As knots prepare to embark on their annual journey to warmer climes, they lay in stores of fat and protein, ready to consume the lot during long migartion flight. Unlike mammals, which use carbohydrate and lipid fuels to generate energy, birds rely on a high-energy cocktail of lipids and protein. Jenni-Eiermann and Lukas Jenni had only been able to estimate which fuels the birds consumed by analysing the bird's metabolites as they stopped off briefly on their long haul flight. To get a real handle on the bird's fuel consumption, they needed to continuously monitor birds over the flight's duration. Not an option in the wild.

But through a long standing collaboration with Åke Lindström in Sweden, Jenni-Eiermann had access to a wind tunnel in Lund. Lindström's group could monitor the birds flying for hours at a time, collecting blood samples as they cover hundreds of kilometres, without ever leaving the lab!

Theunis Piersma collected twelve adult birds when they briefly stopped in the Dutch Wadden Sea en route from Siberia to Africa and sent them to Sweden,ready to fly in the wind tunnel. Lindström remembers that the knots flew perfectly in the wind tunnel. They became tame very quickly, and didn't seem perturbed when Lindström's team injected them or took blood samples after several hours of flight.
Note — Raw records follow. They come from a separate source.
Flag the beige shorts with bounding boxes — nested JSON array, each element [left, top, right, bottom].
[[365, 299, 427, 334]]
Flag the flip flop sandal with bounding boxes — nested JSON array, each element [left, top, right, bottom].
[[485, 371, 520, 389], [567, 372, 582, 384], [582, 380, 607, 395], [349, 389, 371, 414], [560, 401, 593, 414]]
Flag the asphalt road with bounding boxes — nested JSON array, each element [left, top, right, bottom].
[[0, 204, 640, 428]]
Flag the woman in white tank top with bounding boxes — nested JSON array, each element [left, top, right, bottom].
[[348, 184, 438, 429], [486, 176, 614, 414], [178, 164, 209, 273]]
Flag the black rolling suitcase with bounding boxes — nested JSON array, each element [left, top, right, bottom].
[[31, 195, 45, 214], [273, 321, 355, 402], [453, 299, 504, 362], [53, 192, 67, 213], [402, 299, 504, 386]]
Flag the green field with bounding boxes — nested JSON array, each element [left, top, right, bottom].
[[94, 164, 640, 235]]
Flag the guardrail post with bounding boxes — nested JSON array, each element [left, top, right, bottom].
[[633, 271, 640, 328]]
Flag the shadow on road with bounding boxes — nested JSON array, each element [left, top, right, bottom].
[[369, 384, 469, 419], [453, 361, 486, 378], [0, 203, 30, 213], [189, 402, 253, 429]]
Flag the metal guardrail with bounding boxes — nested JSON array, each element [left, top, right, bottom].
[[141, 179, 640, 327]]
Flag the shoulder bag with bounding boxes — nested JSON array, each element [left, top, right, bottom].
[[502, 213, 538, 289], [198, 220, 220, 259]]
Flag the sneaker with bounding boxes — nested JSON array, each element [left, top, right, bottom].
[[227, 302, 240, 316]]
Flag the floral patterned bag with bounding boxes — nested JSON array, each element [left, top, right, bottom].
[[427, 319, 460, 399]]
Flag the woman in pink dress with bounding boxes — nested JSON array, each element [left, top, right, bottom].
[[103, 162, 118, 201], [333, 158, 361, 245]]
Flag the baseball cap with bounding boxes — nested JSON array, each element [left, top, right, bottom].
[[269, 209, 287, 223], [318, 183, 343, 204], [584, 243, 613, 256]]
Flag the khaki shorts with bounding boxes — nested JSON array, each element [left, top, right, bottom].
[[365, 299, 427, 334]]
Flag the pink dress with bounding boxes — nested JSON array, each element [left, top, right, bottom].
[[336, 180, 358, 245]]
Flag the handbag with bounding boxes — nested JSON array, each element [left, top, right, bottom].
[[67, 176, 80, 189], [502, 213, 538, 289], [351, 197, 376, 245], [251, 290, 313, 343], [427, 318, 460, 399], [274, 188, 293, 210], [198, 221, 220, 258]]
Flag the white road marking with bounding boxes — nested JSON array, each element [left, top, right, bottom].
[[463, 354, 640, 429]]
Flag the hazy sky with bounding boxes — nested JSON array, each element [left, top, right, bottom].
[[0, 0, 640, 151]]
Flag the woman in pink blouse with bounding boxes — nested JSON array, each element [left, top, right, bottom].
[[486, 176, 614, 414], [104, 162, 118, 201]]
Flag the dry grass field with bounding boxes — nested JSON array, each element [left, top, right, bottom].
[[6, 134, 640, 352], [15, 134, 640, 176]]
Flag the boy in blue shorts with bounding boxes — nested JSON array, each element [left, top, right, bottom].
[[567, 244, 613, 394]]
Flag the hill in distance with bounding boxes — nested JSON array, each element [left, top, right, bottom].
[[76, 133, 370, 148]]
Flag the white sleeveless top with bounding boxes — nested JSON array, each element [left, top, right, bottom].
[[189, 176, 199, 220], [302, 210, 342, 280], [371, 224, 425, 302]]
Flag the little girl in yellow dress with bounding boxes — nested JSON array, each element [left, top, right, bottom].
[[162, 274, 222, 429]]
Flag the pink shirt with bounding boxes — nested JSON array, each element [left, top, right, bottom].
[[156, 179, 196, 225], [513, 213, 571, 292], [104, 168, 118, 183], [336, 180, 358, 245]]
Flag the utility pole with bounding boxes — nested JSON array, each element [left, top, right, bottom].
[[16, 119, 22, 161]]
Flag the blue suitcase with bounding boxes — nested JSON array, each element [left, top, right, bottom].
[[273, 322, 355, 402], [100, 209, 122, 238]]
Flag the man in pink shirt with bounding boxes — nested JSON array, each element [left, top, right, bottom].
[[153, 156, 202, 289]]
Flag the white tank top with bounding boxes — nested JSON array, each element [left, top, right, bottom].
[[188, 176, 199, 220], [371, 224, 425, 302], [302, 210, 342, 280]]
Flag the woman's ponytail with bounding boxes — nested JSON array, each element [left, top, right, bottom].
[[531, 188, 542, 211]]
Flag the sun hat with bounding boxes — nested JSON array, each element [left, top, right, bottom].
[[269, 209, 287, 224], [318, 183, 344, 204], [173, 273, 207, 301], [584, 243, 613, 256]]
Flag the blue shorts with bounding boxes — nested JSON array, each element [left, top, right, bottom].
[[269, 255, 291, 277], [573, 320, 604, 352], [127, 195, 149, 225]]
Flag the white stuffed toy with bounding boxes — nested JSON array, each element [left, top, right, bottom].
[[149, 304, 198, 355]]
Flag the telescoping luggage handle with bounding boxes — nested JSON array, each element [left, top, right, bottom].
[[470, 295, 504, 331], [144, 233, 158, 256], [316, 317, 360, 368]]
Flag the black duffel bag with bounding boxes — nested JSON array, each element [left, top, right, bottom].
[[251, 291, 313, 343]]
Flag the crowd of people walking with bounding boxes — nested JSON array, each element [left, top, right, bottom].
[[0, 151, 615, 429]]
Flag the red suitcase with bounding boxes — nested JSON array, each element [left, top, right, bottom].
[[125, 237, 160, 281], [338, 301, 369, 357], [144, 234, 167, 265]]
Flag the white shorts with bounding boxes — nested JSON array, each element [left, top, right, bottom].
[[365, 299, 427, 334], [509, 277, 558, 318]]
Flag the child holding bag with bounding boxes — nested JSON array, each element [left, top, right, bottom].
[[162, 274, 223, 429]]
After months of patiently watching the birds fly and collecting blood,Lindström's team sent the precious samples to Switzerland, ready for Jenni-Eiermann to begin the laborious task of analysing the bird's metabolites.

Jenni-Eiermann looked for evidence of lipid metabolism by checking fatty acid and glycerol levels in the birds' blood. She also measured the amount of uric acid that the birds were carrying to find the level of protein the bird consumed during its long journey. She expected to find that the birds started off burning carbohydrate, switching over a matter of hours later to the lipid/protein cocktail. But to her surprise, the birds had converted to their high-energy mix within one hour of take off, and didn't vary it over the remainder of the flight.

Jenni-Eiermann also wondered if birds that consumed more energy during the flight topped up the lipid fuel with extra protein. But again the birds did something different. When Henk Visser measured the amount of energy each bird consumed during a ten hour flight, he discovered that the birds with a higher metabolic rate simply turned up both fuel pathways.

As Jenni-Eiermann points out, `birds are extremely well adapted to endurance flights' and this is just another example of their amazingly highly tuned metabolism.